In 2011, when I walked from an office in Auckland, New Zealand, to commence a new life abroad, not knowing what it would entail, I carried with me little more than a point-and-shoot Sony camera. I was leaving everything I knew behind me, about to replace my suits and satchels for shorts, a teeshirt, and a backpack, to start life anew. It was a truly daunting experience, but I am convinced that had I not done it I would not be here today. I did what Reginald Perrin had done - a reference to someone that many today might not understand.

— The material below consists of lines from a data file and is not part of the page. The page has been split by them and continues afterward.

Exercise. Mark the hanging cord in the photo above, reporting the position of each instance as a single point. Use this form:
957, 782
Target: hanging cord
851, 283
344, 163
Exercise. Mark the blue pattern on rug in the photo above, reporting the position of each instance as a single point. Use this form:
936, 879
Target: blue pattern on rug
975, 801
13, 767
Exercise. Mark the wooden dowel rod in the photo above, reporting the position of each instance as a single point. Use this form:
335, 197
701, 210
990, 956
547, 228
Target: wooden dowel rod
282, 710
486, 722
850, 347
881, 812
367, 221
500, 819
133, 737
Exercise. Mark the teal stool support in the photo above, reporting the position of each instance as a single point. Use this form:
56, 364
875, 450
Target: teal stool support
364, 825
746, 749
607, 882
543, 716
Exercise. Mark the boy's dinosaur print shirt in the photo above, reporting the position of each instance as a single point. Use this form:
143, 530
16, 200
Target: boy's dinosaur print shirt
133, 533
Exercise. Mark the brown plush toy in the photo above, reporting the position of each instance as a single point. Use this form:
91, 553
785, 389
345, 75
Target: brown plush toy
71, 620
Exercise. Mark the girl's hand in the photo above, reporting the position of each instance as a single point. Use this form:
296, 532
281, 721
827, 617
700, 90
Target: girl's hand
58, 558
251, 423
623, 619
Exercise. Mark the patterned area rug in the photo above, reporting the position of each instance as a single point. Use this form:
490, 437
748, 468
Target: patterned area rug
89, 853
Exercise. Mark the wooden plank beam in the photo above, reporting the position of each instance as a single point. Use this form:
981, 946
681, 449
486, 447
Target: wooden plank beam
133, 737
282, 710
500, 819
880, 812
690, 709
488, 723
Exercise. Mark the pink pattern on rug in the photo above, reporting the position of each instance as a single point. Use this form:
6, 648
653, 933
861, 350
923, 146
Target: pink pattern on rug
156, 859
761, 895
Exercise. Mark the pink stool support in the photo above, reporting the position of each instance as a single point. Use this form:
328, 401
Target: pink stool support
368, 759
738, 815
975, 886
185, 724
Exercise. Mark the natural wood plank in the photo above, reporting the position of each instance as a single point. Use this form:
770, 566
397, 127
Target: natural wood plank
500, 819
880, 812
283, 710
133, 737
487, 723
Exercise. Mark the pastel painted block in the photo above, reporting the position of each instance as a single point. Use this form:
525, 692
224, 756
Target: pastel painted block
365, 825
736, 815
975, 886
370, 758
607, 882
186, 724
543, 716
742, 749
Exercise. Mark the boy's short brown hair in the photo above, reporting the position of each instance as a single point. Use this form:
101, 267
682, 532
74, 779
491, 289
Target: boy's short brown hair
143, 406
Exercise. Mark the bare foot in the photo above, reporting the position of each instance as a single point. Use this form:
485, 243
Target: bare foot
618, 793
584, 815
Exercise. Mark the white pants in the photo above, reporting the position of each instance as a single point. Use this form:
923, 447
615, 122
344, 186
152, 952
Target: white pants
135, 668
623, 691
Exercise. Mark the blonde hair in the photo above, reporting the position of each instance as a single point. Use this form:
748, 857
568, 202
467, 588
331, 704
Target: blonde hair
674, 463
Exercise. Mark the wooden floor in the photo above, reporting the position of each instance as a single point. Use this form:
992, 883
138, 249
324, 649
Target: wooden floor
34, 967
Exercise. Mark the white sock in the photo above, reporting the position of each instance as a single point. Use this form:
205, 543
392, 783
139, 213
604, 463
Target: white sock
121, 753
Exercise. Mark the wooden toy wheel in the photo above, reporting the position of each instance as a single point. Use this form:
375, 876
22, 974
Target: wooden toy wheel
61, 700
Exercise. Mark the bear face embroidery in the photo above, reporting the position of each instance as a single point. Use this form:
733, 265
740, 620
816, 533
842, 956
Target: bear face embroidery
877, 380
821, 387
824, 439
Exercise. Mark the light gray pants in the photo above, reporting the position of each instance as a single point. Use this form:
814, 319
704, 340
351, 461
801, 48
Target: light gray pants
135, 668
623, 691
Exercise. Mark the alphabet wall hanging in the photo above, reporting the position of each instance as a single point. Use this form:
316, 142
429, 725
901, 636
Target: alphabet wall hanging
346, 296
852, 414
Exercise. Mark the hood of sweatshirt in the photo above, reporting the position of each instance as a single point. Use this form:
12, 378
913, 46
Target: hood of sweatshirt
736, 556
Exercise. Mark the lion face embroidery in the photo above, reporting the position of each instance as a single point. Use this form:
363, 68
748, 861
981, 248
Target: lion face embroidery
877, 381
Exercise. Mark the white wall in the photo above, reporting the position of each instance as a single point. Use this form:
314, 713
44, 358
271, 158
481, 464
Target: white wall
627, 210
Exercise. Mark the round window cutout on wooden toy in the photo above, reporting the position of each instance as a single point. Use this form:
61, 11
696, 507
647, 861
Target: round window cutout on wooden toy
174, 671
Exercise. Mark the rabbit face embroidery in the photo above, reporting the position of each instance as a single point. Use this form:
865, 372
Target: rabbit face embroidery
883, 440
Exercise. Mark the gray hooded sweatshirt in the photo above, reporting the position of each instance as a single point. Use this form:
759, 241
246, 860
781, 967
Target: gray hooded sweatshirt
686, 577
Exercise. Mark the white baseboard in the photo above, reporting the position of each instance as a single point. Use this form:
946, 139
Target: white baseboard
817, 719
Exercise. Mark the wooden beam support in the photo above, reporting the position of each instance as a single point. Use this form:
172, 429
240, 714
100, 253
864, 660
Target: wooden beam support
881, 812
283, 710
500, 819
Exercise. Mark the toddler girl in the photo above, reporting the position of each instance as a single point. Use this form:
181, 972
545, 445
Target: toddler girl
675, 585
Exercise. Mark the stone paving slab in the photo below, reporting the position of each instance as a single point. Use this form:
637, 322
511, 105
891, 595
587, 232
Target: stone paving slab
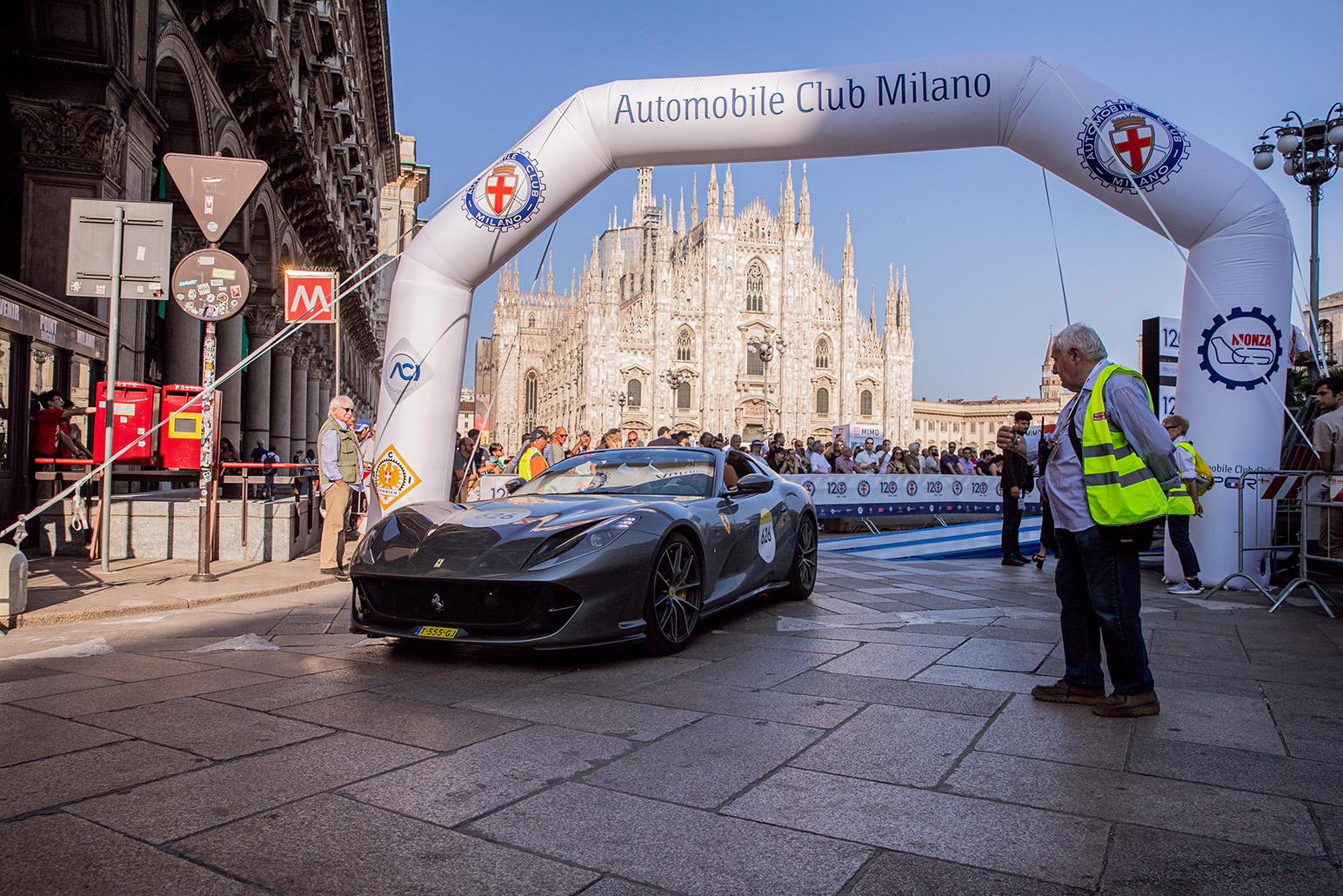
1017, 839
311, 846
674, 846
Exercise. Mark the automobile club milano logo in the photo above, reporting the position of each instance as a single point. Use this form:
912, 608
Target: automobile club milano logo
508, 195
1126, 147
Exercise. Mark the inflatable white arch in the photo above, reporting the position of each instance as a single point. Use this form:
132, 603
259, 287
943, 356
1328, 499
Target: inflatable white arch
1237, 286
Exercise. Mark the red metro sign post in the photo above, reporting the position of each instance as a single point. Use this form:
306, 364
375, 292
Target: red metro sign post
309, 298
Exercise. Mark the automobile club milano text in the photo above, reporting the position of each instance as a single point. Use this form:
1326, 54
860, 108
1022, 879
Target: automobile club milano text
810, 97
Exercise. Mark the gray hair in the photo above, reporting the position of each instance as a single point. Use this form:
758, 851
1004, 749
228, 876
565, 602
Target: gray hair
1081, 338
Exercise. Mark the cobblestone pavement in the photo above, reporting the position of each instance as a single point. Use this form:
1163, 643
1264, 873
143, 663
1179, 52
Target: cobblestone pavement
876, 739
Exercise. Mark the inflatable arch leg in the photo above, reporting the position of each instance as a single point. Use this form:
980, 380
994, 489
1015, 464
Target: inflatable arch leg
1236, 294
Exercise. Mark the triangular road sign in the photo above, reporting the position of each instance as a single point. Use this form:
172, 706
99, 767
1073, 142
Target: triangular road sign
215, 187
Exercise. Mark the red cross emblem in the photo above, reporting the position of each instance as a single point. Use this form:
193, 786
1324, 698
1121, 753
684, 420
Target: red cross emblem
500, 188
1133, 145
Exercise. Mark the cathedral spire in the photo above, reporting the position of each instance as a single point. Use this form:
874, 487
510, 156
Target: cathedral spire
712, 203
805, 211
848, 250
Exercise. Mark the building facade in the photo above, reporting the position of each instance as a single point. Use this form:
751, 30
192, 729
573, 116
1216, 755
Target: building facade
662, 294
975, 422
94, 93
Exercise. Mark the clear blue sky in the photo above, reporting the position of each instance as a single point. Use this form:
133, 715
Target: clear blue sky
972, 226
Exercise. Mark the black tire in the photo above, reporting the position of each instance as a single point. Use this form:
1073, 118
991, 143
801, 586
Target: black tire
802, 572
676, 595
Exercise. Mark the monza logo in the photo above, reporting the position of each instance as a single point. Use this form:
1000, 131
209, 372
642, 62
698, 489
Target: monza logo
1241, 350
506, 195
404, 370
1126, 147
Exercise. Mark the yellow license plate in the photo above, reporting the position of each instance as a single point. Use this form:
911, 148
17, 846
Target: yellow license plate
436, 632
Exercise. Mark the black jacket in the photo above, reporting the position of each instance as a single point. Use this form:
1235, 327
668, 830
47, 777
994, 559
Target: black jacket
1017, 473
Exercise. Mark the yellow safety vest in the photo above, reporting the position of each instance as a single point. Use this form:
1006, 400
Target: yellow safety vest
1120, 489
1180, 504
530, 457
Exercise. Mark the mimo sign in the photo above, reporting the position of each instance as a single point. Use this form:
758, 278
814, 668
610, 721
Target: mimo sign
309, 298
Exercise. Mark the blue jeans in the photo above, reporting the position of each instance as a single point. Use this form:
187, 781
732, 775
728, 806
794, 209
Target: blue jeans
1100, 594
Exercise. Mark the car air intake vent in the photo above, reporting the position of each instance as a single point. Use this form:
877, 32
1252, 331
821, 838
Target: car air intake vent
481, 607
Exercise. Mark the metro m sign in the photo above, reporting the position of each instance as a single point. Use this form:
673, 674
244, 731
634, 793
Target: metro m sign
309, 298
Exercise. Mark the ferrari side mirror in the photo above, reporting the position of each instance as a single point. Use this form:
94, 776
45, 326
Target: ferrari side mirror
753, 484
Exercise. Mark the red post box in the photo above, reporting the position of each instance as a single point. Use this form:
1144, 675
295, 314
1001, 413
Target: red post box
132, 418
180, 441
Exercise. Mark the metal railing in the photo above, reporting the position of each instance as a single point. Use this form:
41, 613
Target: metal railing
1296, 491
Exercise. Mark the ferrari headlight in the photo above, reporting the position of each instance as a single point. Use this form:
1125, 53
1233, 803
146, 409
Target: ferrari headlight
609, 532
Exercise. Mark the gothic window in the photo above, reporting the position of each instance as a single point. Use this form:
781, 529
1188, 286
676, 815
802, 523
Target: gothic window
755, 367
755, 288
824, 353
530, 402
683, 345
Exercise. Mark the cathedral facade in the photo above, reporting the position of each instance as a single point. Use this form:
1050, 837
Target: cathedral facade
662, 300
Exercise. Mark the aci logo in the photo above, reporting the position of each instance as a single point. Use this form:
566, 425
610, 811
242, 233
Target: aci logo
508, 195
1125, 145
1241, 350
404, 371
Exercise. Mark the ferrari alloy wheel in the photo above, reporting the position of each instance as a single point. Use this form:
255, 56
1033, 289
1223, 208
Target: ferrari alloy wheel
802, 574
674, 595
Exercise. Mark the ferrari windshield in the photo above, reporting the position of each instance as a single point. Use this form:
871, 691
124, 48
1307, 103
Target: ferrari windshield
665, 471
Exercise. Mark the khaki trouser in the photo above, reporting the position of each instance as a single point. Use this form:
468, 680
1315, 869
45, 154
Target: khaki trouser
336, 498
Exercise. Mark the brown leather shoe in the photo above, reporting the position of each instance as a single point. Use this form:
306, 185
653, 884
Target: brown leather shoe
1126, 705
1066, 691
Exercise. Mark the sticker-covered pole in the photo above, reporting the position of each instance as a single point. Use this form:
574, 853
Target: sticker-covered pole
118, 227
207, 453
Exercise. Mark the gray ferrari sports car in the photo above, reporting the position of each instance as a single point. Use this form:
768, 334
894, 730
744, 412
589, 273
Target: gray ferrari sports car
622, 545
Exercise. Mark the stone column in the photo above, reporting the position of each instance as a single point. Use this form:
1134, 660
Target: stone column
281, 397
230, 351
316, 409
298, 400
261, 325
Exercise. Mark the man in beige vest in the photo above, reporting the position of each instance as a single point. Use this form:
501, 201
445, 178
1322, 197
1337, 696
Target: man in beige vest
340, 471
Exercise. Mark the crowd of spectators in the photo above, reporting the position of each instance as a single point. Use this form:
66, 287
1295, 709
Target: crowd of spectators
476, 458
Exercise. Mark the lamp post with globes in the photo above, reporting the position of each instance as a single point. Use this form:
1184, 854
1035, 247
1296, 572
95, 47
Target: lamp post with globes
765, 350
673, 380
1311, 157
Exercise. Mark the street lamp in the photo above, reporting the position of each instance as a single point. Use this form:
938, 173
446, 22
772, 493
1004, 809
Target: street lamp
1310, 156
765, 350
673, 380
622, 399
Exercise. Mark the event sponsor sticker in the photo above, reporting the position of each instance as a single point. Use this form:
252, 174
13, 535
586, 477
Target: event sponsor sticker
392, 477
765, 540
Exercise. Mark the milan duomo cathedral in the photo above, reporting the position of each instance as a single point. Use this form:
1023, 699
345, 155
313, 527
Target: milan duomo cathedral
659, 296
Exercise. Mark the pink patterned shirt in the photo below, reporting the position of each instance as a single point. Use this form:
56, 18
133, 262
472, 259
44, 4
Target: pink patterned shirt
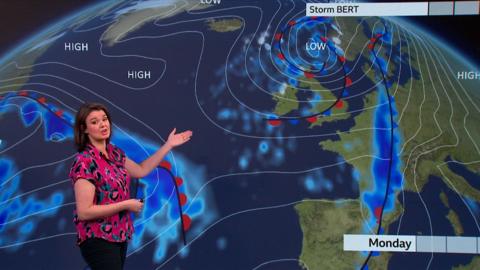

For years I traveled, through Australia, the Indo-Pacific, Asia, Europe, and America, all the time getting better, all the time becoming more healthy, and all the time upgrading my camera system. My little point-and-shoot that served me so well for so long found itself replaced with series of DSLRs and numerous lenses, filters and tripods. My camera equipment today weighs more than my entire worldly possesions back in 2011 - the 20kg I'd carted around in my backpack. I sometimes think about going back to certain places I've been to recapture some of the images I've taken using my new gear, but life has taught me that it doesn't pay to look back too much, or to revisit somewhere that you have already been, because I have never found revisiting somewhere truly special to be as rewarding the second time around.
Over time photography became a hobby, and as my techniques improved, so too did my knowledge of plants, fungii and animals - a life different from that in the oceans on which I'd formerly obsessed. Today, equiped with telephoto, macro and wide-angle lenses, a typical weekend will see me immersed in nature photographing birds, bugs, bats, snakes, lizards, frogs, mushrooms, trees and landscapes, a small selection of which are shown above.